The rapid development of pretrained foundation models has enabled more general image segmentation.
Multimodal Large Language Models (MLLMs) have been widely explored for image segmentation with complex
queries that require high-level reasoning. Despite promising progress, existing methods are often
constrained by limited training data and the gap between MLLMs and mask generation modules. To better
transfer MLLMs' perception and reasoning ability to complex reasoning-based segmentation tasks, we propose
a two-stage framework, Rea2Seg, for mask generation and selection.
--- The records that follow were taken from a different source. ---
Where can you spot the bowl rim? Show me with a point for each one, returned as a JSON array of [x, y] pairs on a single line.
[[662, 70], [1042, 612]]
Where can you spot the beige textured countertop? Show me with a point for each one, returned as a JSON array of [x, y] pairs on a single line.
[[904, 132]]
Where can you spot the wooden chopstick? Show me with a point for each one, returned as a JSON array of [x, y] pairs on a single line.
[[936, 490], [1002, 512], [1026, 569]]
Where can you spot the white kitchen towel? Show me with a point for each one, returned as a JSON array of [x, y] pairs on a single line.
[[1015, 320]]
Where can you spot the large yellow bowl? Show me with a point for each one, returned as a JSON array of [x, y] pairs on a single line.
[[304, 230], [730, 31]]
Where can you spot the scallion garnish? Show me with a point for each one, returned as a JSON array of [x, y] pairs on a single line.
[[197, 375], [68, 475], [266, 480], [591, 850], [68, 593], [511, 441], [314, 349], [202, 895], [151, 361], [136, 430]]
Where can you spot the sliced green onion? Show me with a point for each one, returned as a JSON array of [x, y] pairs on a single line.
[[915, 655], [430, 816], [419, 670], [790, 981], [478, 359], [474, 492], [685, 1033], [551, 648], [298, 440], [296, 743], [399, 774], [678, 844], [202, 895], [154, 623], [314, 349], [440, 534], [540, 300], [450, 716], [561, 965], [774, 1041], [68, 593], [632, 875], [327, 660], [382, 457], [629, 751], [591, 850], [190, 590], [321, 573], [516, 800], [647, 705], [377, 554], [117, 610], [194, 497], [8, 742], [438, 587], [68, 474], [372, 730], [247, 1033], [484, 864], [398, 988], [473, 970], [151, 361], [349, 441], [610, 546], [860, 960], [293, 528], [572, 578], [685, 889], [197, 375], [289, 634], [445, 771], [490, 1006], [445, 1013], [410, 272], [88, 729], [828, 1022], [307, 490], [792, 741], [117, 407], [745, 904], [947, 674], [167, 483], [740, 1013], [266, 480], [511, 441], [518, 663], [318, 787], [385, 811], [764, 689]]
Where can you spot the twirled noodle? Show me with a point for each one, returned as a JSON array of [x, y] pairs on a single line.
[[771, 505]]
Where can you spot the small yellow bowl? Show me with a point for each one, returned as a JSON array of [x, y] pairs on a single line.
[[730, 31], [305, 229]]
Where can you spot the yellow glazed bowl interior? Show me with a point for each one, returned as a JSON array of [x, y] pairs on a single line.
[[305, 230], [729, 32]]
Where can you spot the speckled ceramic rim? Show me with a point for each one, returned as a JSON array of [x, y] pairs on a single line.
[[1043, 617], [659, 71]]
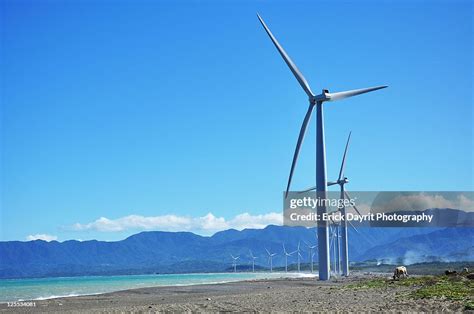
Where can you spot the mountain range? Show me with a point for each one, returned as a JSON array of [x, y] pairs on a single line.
[[175, 252]]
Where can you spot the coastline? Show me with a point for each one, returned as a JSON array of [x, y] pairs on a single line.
[[289, 294]]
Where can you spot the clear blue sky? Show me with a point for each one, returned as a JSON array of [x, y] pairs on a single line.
[[159, 107]]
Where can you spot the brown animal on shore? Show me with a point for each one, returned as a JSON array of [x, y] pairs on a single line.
[[399, 272]]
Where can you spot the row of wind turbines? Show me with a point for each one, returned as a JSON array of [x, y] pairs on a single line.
[[285, 253], [327, 241]]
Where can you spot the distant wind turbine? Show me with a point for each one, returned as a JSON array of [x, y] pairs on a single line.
[[270, 259], [253, 260], [298, 255], [315, 101], [311, 254], [235, 262], [286, 257], [342, 180]]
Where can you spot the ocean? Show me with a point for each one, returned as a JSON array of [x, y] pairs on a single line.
[[47, 288]]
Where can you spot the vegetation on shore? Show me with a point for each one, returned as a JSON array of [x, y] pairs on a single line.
[[456, 287]]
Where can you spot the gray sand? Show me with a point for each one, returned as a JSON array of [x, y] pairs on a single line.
[[259, 295]]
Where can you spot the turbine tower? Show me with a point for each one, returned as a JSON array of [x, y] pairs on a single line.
[[299, 255], [342, 181], [311, 254], [270, 259], [286, 257], [321, 180], [234, 263], [253, 260]]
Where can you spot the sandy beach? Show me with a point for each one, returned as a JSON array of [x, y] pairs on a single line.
[[302, 295]]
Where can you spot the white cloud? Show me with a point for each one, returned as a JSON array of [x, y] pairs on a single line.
[[427, 200], [45, 237], [205, 224]]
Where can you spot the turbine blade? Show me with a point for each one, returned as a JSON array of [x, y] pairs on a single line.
[[349, 197], [304, 126], [307, 190], [341, 172], [353, 227], [296, 72], [346, 94]]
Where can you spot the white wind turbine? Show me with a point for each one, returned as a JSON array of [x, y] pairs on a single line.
[[286, 257], [311, 254], [235, 258], [253, 260], [299, 255], [270, 259], [315, 102]]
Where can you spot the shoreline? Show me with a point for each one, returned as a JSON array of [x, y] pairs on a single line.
[[279, 275], [268, 295]]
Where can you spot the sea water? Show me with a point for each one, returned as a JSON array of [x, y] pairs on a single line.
[[47, 288]]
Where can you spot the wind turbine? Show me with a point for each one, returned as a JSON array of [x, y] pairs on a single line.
[[270, 259], [299, 255], [311, 254], [342, 181], [235, 262], [335, 237], [253, 260], [321, 180], [286, 257]]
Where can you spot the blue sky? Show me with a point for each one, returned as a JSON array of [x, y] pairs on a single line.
[[185, 108]]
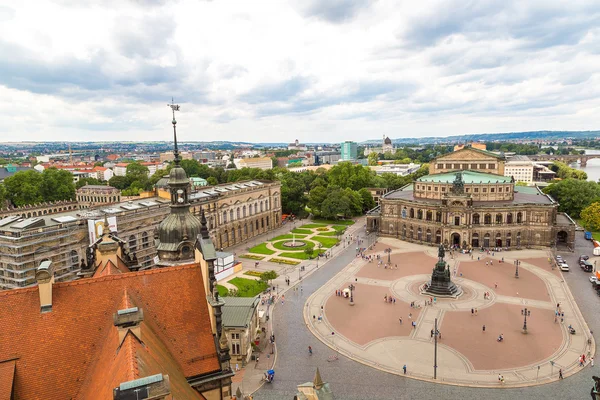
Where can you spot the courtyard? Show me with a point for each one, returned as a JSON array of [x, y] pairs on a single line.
[[466, 353]]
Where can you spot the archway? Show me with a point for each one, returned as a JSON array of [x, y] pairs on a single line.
[[455, 239]]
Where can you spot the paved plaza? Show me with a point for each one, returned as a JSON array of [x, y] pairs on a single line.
[[370, 332]]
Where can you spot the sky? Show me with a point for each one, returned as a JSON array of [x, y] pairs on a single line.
[[312, 70]]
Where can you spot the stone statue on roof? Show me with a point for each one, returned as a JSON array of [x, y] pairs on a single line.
[[458, 186]]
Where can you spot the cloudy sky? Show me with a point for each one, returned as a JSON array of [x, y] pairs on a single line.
[[316, 70]]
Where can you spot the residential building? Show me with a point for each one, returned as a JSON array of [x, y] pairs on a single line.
[[349, 151], [520, 168], [258, 162], [240, 323], [93, 195]]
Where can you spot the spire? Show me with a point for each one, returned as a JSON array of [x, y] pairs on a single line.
[[318, 382], [204, 228], [175, 107]]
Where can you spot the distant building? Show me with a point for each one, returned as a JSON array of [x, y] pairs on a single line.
[[475, 145], [520, 168], [349, 151], [297, 146], [262, 163], [10, 170], [95, 195]]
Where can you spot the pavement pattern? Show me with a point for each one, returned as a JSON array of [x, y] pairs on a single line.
[[353, 381]]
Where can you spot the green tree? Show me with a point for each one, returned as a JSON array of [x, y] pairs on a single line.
[[574, 195], [373, 158], [367, 199], [590, 217]]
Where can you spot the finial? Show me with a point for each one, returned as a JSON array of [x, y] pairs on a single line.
[[175, 107]]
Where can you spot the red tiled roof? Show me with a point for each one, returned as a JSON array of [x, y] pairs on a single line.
[[72, 337], [7, 374]]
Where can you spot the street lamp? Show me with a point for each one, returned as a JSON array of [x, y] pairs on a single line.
[[525, 313]]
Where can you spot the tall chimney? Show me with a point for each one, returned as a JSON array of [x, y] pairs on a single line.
[[44, 275]]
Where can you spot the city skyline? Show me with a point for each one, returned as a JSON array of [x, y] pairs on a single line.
[[274, 72]]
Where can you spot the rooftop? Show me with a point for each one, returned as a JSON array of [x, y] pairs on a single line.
[[522, 195], [468, 177]]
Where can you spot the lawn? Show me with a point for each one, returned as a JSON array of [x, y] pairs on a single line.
[[279, 245], [262, 249], [333, 222], [325, 241], [310, 226], [300, 255], [302, 231], [287, 236], [223, 291], [248, 287]]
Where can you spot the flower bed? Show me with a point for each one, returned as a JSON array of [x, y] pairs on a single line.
[[252, 256], [282, 261]]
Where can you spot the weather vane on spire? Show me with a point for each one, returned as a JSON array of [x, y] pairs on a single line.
[[174, 107]]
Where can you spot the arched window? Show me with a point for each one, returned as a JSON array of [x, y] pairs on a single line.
[[74, 259], [132, 242]]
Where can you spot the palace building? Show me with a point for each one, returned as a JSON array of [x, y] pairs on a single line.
[[467, 201]]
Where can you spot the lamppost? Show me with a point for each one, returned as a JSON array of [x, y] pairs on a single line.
[[435, 333], [525, 313]]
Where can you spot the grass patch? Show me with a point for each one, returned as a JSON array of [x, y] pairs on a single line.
[[328, 233], [262, 249], [223, 291], [287, 236], [310, 226], [279, 245], [334, 222], [251, 256], [248, 287], [282, 261], [325, 241], [302, 231], [301, 255]]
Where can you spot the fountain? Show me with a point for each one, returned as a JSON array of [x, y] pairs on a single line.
[[441, 285]]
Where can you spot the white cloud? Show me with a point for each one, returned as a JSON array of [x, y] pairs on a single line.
[[313, 70]]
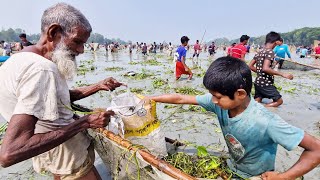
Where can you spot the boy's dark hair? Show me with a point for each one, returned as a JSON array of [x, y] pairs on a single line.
[[226, 75], [184, 39], [272, 37], [244, 38], [23, 35]]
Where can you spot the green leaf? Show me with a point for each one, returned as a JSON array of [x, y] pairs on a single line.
[[202, 151]]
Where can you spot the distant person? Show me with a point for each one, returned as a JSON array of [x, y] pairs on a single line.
[[170, 49], [161, 47], [248, 48], [212, 49], [181, 67], [197, 49], [304, 52], [298, 50], [229, 49], [112, 47], [317, 51], [280, 51], [264, 83], [144, 49], [154, 47], [7, 50], [24, 41], [239, 51], [130, 48]]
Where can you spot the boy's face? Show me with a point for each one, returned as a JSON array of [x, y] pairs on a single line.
[[225, 102]]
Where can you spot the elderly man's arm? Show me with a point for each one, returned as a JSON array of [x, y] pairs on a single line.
[[21, 143], [108, 84]]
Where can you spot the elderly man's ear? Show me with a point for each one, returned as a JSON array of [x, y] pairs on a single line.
[[54, 33]]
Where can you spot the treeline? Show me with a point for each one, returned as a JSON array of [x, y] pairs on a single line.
[[304, 36], [12, 35]]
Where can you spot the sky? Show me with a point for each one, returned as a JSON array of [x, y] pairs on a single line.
[[168, 20]]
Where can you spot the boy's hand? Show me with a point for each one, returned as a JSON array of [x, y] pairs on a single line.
[[287, 76], [271, 175], [109, 84]]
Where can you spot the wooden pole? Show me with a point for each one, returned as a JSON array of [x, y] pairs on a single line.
[[151, 159]]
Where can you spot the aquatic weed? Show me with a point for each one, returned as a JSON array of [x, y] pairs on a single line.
[[188, 91]]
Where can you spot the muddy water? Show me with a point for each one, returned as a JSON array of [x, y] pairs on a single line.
[[301, 98]]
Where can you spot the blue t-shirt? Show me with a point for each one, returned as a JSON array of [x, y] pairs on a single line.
[[252, 136], [282, 50], [304, 52], [181, 52]]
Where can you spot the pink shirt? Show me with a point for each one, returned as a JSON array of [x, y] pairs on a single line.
[[196, 47]]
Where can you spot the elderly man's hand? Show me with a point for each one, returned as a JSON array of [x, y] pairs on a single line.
[[271, 175], [109, 84], [100, 119]]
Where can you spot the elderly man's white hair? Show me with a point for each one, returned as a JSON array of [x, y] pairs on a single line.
[[66, 16]]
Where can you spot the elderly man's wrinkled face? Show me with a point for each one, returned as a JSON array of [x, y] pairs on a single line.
[[70, 46]]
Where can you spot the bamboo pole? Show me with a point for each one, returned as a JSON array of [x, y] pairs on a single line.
[[151, 159]]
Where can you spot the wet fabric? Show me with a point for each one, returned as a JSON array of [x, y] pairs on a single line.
[[32, 85], [252, 136]]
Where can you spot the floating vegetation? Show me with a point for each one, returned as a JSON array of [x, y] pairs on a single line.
[[159, 56], [291, 90], [114, 69], [194, 108], [169, 71], [201, 164], [133, 63], [188, 91], [170, 106], [170, 58], [82, 83], [85, 66], [137, 90], [201, 73], [151, 62], [158, 83], [279, 88], [141, 76]]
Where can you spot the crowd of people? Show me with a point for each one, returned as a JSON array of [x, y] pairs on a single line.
[[34, 94]]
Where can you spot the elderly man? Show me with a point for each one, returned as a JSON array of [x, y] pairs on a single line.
[[35, 99]]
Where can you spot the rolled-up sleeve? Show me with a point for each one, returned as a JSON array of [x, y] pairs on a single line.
[[37, 95]]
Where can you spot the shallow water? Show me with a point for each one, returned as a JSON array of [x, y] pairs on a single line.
[[301, 99]]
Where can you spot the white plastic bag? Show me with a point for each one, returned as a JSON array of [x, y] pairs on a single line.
[[140, 122]]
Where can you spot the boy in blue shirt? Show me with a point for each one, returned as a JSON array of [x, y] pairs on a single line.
[[281, 50], [252, 133]]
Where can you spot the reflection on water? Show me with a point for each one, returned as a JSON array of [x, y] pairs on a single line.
[[300, 108]]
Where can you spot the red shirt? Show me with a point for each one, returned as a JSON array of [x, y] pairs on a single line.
[[317, 50], [238, 50]]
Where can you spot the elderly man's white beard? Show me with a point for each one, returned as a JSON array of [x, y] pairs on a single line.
[[65, 61]]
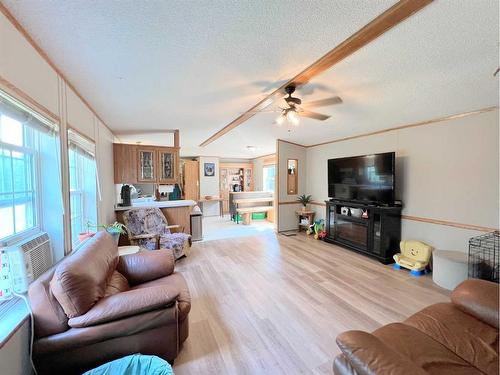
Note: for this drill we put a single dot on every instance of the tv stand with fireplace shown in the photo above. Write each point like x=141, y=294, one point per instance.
x=377, y=234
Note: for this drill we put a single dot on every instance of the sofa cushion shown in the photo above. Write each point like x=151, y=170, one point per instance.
x=471, y=339
x=117, y=283
x=177, y=281
x=146, y=265
x=49, y=317
x=80, y=280
x=423, y=350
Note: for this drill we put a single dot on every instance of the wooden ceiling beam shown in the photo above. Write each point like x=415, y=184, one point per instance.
x=378, y=26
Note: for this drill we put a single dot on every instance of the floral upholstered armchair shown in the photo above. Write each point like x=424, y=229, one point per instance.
x=148, y=228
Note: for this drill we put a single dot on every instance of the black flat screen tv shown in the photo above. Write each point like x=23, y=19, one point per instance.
x=364, y=179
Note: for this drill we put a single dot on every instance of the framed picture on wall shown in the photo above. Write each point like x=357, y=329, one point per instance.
x=209, y=169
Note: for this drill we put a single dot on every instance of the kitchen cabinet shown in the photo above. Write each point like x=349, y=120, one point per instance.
x=234, y=177
x=125, y=163
x=145, y=164
x=167, y=166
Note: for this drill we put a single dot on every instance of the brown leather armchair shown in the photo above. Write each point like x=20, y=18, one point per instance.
x=94, y=306
x=459, y=337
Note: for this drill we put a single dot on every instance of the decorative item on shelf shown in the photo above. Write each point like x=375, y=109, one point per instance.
x=304, y=200
x=318, y=228
x=176, y=194
x=209, y=169
x=356, y=212
x=414, y=255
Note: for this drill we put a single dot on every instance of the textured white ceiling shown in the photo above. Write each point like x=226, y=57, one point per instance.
x=196, y=65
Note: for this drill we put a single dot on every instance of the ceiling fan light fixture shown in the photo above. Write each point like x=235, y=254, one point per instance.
x=293, y=118
x=280, y=119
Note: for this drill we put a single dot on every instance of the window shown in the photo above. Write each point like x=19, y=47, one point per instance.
x=269, y=177
x=82, y=184
x=22, y=132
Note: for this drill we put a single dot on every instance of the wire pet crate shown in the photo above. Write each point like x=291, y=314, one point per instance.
x=484, y=256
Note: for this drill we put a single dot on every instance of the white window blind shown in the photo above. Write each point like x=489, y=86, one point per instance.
x=25, y=137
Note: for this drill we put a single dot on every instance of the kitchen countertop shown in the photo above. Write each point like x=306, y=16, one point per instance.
x=160, y=204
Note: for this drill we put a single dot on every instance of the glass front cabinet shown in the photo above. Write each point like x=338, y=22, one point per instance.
x=146, y=165
x=167, y=165
x=157, y=165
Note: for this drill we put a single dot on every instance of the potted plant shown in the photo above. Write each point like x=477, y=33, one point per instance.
x=114, y=229
x=304, y=200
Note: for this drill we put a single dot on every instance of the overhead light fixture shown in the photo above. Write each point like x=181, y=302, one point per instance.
x=280, y=119
x=293, y=117
x=289, y=115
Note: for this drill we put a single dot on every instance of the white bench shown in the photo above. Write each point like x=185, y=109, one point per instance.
x=246, y=212
x=449, y=268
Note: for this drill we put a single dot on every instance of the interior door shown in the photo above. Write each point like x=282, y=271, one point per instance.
x=191, y=180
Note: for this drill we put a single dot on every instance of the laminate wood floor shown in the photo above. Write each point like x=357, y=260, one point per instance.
x=273, y=304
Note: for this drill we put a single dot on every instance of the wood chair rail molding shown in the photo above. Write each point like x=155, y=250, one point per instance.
x=44, y=56
x=426, y=220
x=378, y=26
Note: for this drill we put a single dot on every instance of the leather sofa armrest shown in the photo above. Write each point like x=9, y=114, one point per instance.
x=125, y=304
x=369, y=355
x=145, y=266
x=478, y=298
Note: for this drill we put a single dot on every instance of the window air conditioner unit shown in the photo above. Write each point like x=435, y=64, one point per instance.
x=37, y=253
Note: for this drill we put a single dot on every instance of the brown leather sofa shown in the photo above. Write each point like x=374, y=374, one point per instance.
x=459, y=337
x=94, y=306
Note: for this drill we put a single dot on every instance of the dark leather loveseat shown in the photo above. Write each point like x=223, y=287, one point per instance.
x=94, y=306
x=458, y=337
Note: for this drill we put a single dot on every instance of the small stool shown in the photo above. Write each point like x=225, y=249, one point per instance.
x=449, y=268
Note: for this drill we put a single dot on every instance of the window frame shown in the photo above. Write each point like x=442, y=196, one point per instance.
x=80, y=191
x=36, y=185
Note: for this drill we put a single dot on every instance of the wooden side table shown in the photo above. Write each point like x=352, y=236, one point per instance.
x=305, y=214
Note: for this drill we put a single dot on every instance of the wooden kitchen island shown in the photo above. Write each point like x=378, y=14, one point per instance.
x=176, y=212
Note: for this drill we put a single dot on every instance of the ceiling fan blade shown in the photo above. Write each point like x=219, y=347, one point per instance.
x=266, y=110
x=314, y=115
x=323, y=102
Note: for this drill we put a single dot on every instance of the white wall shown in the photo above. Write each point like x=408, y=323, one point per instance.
x=209, y=185
x=104, y=147
x=24, y=73
x=14, y=355
x=258, y=182
x=287, y=219
x=27, y=76
x=446, y=171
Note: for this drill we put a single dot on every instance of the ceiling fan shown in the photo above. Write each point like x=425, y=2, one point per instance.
x=293, y=108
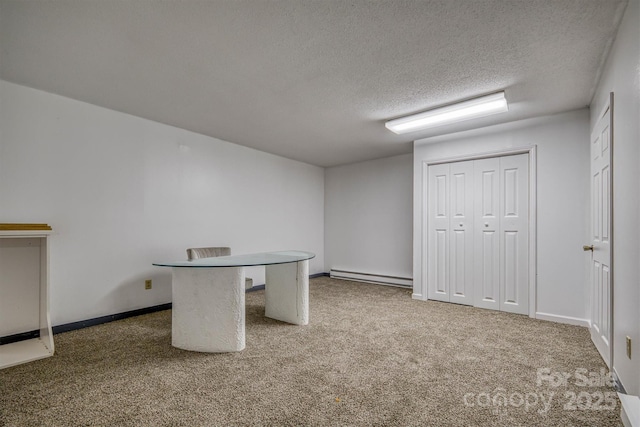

Specifically, the framework first identifies potential regions as candidate masks based on the attention
maps of a segmentation MLLM. It then employs an MLLM to reason over the question and candidate masks and
assign a score to each mask. The final segmentation result is obtained by reranking the candidates and
selecting the highest-scoring mask, reformulating image segmentation as candidate discovery followed by
discriminative mask selection.
We also observe that a large portion of questions in existing benchmarks focus on commonsense reasoning
and do not fully require joint visual observation and reasoning. To address this issue, we introduce
a new benchmark, ReasonSeg-SGDR, which comprehensively evaluates a model's perception, grounding, and reasoning
abilities across multiple dimensions, including discriminative recognition, spatial reasoning, geometric
reasoning, and multi-step reasoning, with fine-grained mask annotations.
In addition, we collect a 16K-sample training dataset, Rea2Seg-16K, for reasoning segmentation with detailed
chain-of-thought annotations. We further convert this dataset into a mask-scoring dataset to enhance
MLLMs' ability to jointly interpret multimodal queries and candidate masks, and to assign scores through
reasoning.
Experimental results on ReasonSeg-SGDR and ReasonSeg demonstrate the effectiveness of the unified mask generation and selection framework.